If instead we believe in fantasies of a single all-knowing machine god that is 100% correct at all times, then... we really just have ourselves to blame. Might as well just have spammed that button by hand.

solarized 1/28/2026||
Next milestone: solving authoritarian LLM dependencies. We can’t always get trapped in local minima. Or is that actually okay?
superze 1/27/2026||
I don't know about you guys but most of the time it's spitting nonsense models in sqlalchemy and I have to constantly correct it to the point where I am back at writing the code myself. The bugs are just astonishing and I lose control of the codebase after some time to the point where reviewing the whole thing just takes a lot of time.
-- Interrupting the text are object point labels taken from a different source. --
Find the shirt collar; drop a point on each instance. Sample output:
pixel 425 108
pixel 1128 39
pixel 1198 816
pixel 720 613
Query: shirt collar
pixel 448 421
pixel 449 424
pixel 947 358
On the contrary if it was for a job in a public sector I would just let the LLM spit out some output and play stupid, since salary is very low.

jbjbjbjb 1/28/2026|
> do generalists outperform specialists?

Depends what we mean by specialist. If it frontend vs backend then maybe. If it general dev vs some specialist scientific programmer or other field where a generalist won’t have a clue then this seems like a recipe for disaster (literal disasters included).